No se trata de negar las
diferencias jurídicas ni logísticas. Los ucranianos huían de una guerra
reconocida; quienes entraron en Ceuta formaban un grupo heterogéneo de
refugiados potenciales, migrantes económicos y personas movilizadas por rumores
o redes. Los primeros llegaron gradualmente y se distribuyeron por todo el
país; los segundos irrumpieron en unas horas en un territorio diminuto. Estas
circunstancias explican por qué Ceuta sufrió una crisis inmediata. No explican
que unos fueran recibidos como víctimas y otros descritos colectivamente como
invasores.
Un Estado tiene derecho a
controlar sus fronteras, identificar a quienes entran, examinar las solicitudes
de asilo y devolver a quienes no tienen derecho a permanecer, siempre con
garantías legales. Nada de eso es xenófobo. Sí lo es asociar inmigración y delincuencia
sin pruebas, atribuir intenciones militares a civiles desarmados, negar
protección a los menores por su nacionalidad o reclamar para los africanos un
trato que nunca aceptaríamos si se aplicara a los ucranianos.

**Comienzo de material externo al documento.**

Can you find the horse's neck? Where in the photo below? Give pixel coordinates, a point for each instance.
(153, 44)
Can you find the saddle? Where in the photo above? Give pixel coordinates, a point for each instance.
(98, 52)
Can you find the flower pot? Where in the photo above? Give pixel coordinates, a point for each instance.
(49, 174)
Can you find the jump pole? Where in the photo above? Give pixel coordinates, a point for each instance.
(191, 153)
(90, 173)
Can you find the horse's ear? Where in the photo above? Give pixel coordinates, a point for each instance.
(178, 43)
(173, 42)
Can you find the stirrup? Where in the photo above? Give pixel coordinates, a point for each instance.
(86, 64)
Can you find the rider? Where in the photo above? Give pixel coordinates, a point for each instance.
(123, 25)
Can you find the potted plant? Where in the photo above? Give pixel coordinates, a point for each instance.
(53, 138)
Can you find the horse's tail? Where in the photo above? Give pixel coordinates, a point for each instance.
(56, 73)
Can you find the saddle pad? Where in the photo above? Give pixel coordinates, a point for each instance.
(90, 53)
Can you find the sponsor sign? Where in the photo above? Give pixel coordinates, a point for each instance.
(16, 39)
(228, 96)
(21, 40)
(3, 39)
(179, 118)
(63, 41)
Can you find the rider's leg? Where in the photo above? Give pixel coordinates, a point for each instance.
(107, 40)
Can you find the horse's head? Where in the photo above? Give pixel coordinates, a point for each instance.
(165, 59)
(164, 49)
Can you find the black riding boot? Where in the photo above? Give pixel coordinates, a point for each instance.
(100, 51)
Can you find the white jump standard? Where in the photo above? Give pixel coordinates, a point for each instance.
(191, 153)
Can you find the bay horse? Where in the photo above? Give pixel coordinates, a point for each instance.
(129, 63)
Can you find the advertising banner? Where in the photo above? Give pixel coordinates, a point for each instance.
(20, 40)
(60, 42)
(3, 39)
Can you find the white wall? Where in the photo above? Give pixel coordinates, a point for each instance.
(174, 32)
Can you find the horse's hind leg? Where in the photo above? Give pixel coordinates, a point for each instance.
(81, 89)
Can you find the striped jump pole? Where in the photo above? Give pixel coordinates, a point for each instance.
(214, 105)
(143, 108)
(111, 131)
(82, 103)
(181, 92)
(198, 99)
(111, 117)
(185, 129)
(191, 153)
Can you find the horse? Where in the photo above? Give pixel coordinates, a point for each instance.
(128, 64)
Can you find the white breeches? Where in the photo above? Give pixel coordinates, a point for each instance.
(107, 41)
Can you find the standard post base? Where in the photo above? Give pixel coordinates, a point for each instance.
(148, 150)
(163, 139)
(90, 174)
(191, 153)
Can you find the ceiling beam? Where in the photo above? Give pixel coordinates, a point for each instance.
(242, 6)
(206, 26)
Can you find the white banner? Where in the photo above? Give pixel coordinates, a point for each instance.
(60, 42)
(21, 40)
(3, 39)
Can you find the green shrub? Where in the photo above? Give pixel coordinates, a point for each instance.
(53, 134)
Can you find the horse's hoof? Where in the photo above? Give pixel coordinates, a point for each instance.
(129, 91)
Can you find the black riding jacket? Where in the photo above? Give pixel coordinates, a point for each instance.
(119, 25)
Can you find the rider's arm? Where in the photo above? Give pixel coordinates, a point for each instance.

La pregunta más perturbadora no
es por qué España acogió a quienes huían de Ucrania. Hizo bien. La pregunta es
por qué aquella generosidad, que demostró nuestra enorme capacidad de acogida,
parece evaporarse cuando quienes llaman a la puerta tienen la piel más oscura,
rezan de otra manera y proceden del sur. La crisis de Ceuta puso a prueba
nuestras fronteras durante unas horas. El lenguaje con el que hemos hablado de
quienes las cruzaron está poniendo a prueba algo bastante más duradero: la idea
que tenemos de nosotros mismos.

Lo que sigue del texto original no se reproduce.